2. Provide Written Notice: Perhaps the most controversial component of ACA is the requirement that most Americans purchase health insurance that conforms to the standard of “minimum essential coverage.” This is known as the “individual mandate.” To give the individual mandate teeth, ACA will impose a tax on those who are required to purchase health insurance but do not do so by Jan. 1, 2014.

In anticipation of this deadline, ACA requires that, effective Oct. 1, 2013, all employers, from large to small, must provide written notice to all their employees regarding the existence of an exchange (a centralized marketplace) that will offer choices of affordable, high-quality health insurance plans. This notice must also include the services provided by such an exchange and the manner in which the employee may contact the exchange. Employees may choose to forego the health insurance plan offered by their employer and, instead, purchase insurance on the exchange.

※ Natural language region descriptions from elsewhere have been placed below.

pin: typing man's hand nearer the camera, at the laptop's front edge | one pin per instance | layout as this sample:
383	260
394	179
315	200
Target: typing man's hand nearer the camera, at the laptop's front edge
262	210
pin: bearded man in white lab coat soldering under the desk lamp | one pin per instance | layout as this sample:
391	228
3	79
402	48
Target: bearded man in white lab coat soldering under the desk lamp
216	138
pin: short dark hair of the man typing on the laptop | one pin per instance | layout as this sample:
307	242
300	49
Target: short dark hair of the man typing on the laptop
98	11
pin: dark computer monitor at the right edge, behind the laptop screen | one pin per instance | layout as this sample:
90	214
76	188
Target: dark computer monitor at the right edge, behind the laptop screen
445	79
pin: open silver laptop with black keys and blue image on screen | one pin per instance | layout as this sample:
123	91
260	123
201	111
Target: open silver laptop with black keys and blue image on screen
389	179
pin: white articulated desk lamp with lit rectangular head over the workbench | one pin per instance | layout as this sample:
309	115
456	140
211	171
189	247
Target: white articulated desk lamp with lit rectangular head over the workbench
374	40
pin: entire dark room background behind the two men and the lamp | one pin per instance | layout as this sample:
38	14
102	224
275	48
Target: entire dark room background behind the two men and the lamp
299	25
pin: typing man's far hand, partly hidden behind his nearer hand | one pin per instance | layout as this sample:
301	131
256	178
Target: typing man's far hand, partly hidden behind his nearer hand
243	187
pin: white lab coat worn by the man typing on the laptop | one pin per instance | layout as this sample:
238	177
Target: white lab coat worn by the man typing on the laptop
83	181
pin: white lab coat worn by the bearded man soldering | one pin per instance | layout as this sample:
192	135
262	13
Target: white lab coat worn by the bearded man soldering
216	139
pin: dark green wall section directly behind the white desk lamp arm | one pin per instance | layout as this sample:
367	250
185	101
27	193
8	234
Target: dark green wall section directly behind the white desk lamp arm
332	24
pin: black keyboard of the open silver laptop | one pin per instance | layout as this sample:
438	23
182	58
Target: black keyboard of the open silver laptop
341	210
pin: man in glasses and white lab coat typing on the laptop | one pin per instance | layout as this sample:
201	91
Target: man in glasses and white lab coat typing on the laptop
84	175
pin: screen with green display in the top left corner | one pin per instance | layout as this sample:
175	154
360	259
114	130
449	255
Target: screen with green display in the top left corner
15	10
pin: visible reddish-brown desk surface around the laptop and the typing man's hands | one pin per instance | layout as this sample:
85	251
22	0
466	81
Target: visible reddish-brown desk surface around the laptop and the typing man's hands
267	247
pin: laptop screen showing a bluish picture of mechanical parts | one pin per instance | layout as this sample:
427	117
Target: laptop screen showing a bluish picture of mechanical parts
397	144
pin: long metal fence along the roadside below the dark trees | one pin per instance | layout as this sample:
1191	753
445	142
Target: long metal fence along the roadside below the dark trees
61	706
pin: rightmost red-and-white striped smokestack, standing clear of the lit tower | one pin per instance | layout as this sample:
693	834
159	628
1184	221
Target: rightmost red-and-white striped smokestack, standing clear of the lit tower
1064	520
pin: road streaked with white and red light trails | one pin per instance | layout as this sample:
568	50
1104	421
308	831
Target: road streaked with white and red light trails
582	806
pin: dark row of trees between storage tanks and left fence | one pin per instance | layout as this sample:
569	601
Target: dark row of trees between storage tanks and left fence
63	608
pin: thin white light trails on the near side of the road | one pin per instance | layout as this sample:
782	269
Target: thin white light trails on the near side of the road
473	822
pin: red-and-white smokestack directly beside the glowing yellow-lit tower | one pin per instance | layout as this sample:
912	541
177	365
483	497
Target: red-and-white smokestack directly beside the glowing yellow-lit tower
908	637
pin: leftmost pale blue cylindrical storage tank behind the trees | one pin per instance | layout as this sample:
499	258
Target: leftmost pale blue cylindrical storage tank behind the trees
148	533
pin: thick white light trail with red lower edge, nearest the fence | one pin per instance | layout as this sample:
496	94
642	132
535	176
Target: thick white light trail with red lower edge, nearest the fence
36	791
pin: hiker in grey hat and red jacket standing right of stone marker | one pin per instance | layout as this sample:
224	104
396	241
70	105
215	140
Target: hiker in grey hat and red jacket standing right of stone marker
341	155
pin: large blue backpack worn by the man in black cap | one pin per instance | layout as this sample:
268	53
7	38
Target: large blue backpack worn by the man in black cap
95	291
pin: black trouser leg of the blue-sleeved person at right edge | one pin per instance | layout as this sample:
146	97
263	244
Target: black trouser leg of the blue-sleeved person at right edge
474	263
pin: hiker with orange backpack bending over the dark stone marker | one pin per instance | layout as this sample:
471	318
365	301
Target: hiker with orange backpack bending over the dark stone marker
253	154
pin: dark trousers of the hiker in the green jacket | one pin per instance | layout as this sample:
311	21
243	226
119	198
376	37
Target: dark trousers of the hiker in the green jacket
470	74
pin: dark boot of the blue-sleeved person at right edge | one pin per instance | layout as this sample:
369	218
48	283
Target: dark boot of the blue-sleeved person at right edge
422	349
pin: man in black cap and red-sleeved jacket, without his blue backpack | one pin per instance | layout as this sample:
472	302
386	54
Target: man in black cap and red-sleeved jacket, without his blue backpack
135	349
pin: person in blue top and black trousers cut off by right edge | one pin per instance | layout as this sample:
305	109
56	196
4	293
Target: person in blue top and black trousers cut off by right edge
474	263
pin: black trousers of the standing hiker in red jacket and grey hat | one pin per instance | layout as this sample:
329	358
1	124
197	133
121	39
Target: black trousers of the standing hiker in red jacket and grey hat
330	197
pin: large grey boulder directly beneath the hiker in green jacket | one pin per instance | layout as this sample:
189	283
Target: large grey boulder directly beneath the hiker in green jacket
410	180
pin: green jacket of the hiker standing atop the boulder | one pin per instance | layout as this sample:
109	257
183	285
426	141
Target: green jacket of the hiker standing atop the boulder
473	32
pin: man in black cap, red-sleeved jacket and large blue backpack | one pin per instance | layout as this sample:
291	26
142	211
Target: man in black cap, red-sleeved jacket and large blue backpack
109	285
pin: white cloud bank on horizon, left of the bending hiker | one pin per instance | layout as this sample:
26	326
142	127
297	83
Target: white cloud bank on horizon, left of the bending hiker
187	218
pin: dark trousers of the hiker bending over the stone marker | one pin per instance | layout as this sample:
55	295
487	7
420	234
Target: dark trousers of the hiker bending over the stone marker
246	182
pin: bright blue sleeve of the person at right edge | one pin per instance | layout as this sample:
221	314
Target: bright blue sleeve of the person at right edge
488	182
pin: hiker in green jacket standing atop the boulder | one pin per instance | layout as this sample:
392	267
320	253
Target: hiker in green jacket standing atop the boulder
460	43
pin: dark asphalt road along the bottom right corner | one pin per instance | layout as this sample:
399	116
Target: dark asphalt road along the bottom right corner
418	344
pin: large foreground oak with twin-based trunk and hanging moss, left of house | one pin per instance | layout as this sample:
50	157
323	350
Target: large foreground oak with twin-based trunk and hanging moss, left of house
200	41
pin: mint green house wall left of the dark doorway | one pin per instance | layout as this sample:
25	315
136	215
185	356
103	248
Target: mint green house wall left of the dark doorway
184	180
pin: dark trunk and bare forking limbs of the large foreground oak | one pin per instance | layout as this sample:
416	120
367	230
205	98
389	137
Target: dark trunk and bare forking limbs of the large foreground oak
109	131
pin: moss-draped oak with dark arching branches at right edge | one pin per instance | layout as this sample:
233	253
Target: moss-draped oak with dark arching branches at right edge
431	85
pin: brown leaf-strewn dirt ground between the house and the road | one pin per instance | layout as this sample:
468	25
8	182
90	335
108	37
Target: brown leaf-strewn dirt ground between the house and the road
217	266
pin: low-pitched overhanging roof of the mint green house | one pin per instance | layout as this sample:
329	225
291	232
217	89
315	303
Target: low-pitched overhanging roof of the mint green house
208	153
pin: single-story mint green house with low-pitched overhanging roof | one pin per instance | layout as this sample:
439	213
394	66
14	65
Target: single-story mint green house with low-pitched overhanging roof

3. Large Employers: Provide Minimum Essential Coverage to Full-Time Employees: One of the most talked-about changes brought on by ACA is the requirement that a large employer must offer minimum essential coverage to all of its full-time employees lest the employer pay a penalty.

This is known as the “shared responsibility” provision.  Initially, the ACA required that employers start offering this coverage starting Jan. 1, 2014. However, on July 2, 2013, the U.S. Department of the Treasury announced that this deadline would be pushed back one year to Jan. 1, 2015.

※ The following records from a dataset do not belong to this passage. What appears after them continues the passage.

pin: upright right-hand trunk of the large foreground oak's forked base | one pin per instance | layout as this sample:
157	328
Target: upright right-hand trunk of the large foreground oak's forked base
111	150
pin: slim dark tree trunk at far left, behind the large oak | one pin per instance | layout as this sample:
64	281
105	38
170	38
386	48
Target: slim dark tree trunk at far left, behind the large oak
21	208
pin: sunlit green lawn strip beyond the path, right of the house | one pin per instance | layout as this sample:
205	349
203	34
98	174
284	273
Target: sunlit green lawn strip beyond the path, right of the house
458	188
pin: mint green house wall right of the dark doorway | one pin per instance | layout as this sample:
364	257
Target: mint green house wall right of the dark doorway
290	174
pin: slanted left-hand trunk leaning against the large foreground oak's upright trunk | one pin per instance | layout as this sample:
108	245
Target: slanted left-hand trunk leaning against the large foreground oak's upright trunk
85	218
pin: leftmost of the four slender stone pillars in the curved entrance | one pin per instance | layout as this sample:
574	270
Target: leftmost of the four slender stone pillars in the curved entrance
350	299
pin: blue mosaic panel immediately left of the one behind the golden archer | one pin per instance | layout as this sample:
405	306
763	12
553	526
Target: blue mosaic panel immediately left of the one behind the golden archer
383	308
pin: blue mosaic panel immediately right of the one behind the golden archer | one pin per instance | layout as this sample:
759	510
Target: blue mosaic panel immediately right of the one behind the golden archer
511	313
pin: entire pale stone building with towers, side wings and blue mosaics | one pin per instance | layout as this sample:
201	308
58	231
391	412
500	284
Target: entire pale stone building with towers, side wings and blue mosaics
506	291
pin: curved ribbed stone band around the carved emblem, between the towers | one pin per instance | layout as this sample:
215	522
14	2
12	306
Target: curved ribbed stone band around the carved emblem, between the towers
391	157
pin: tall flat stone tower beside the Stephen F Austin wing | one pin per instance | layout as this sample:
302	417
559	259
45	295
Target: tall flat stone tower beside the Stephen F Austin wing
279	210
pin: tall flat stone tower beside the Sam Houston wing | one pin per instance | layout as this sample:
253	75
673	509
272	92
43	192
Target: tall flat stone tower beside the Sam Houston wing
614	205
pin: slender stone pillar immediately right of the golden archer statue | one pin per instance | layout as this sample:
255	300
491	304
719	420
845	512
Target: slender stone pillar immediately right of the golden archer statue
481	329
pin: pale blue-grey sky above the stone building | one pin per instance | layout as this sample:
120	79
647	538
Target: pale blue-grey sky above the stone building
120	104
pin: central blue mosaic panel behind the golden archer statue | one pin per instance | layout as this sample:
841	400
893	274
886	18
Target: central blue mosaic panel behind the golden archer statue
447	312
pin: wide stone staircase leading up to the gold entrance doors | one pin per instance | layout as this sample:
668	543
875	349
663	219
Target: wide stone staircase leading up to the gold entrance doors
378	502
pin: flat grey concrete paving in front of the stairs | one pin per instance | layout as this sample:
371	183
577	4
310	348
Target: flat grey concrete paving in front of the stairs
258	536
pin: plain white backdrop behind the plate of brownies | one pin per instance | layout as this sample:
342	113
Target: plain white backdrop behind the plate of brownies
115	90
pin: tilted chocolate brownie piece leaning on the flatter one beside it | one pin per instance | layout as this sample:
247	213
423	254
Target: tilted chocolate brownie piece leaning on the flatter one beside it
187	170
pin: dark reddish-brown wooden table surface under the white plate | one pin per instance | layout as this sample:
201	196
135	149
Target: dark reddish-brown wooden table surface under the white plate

In addition to the employee, employers must offer (but are not required to contribute to the cost of) health insurance to all children of employees up to age 26. There are no longer any additional requirements in order for the child to be offered this insurance; the child does not need to be a full-time student, nor is there a residency or financial dependency requirement. Merely being 26 years of age will do.

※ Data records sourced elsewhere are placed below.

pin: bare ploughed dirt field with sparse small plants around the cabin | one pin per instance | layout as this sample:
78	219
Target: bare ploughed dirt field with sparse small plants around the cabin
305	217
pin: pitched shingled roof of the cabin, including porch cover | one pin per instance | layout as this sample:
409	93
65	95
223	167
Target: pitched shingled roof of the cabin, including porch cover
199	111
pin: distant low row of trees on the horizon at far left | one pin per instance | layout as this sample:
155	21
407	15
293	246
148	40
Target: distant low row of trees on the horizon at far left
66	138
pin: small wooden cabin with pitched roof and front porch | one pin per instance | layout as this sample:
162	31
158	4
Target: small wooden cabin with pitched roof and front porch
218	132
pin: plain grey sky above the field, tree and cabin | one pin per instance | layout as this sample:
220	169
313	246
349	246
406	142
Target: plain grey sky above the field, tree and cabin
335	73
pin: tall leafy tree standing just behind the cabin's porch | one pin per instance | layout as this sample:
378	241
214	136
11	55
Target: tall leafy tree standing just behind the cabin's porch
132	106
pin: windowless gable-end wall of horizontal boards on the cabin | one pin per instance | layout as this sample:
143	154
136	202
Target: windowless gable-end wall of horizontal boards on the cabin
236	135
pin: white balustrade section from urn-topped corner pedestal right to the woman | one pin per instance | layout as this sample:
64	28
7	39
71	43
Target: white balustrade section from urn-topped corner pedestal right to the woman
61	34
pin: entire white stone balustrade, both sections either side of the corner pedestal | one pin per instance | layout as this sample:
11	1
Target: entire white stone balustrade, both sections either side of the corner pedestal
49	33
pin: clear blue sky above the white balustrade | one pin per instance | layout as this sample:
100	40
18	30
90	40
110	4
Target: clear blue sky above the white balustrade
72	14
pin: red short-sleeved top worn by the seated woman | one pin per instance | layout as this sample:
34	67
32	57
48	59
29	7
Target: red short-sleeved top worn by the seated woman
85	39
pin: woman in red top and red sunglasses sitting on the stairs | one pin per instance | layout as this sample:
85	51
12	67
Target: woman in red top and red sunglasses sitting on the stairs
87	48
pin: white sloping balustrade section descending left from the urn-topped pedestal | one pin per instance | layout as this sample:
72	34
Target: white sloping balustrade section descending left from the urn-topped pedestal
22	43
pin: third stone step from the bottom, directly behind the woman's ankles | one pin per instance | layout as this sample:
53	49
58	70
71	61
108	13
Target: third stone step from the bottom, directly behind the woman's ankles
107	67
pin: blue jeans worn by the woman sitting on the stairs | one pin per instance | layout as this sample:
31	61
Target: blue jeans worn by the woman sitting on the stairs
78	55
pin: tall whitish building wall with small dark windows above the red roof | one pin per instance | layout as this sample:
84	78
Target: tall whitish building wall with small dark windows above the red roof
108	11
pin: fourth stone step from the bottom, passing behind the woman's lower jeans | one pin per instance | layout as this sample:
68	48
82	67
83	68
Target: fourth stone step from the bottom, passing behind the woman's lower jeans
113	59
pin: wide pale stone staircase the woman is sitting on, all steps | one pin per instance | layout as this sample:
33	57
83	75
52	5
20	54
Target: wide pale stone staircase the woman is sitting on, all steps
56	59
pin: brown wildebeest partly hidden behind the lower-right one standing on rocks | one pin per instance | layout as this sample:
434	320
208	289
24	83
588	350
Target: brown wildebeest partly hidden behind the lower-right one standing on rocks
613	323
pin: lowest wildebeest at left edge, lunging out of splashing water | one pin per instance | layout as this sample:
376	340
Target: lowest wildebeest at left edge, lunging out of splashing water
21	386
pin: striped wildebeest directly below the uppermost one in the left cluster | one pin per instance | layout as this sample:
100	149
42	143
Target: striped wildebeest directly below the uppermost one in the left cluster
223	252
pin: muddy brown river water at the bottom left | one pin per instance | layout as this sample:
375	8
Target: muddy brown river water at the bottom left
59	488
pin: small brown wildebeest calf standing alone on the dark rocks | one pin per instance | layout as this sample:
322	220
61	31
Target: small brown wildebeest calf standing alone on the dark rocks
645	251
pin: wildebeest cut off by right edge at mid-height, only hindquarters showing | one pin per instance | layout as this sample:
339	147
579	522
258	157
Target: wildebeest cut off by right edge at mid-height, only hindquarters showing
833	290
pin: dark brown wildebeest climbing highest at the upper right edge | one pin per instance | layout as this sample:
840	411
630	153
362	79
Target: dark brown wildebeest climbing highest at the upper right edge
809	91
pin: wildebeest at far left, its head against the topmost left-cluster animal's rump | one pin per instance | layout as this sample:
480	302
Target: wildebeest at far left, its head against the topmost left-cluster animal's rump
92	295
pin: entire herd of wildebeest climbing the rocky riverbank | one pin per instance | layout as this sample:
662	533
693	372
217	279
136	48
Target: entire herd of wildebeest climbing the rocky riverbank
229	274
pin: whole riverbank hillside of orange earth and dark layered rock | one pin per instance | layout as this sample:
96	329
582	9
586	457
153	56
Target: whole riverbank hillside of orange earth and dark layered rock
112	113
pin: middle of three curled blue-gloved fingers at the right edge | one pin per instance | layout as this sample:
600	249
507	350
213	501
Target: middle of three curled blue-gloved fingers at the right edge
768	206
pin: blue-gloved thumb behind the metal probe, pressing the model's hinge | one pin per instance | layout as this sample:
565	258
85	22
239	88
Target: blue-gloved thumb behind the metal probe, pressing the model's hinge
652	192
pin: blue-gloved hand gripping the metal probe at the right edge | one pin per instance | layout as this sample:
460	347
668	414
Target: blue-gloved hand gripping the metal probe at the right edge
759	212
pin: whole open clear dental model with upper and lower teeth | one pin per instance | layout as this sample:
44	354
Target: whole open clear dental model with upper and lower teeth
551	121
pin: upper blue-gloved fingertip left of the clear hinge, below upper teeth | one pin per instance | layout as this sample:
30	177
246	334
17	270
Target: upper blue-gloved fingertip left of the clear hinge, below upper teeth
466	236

Spouses of the employees, however, need not be offered coverage. Although there are several components to “minimum essential coverage,” perhaps the most crucial is that the coverage must be “affordable,” meaning that the cost of the insurance to the employee must not exceed 9.5 percent of the employee’s household income.

4. Small Employers: Determine Tax Credit Eligibility: Under  ACA, small employers are not required to offer health insurance to their employees.  ACA does, however, incentivize certain small employers (those with fewer than 25 employees) to offer insurance to their employees through the creation of a tax credit. To qualify, a small employer must have fewer than 25 full-time employees.  If these small employers contribute at least 50 percent to employee-only coverage and pay their full-time employees, on average, less than $50,000 per year, they may be eligible for a maximum tax credit of 35 percent (for for-profit businesses) and 25 percent (for not-for-profit businesses).  That credit will increase to a maximum of 50 percent and 35 percent for for-profits and not-for-profits, respectively, starting Jan. 1, 2014.

In closing, gaining a full understanding of ACA does not happen overnight.  It has proved frustrating for even the most experienced of attorneys, tax professionals, and employers.  With this basic knowledge, however, employers can begin to understand and explore some of the responsibilities and benefits of this new law.



Barbara Fritsche is an attorney from  Jacksonville.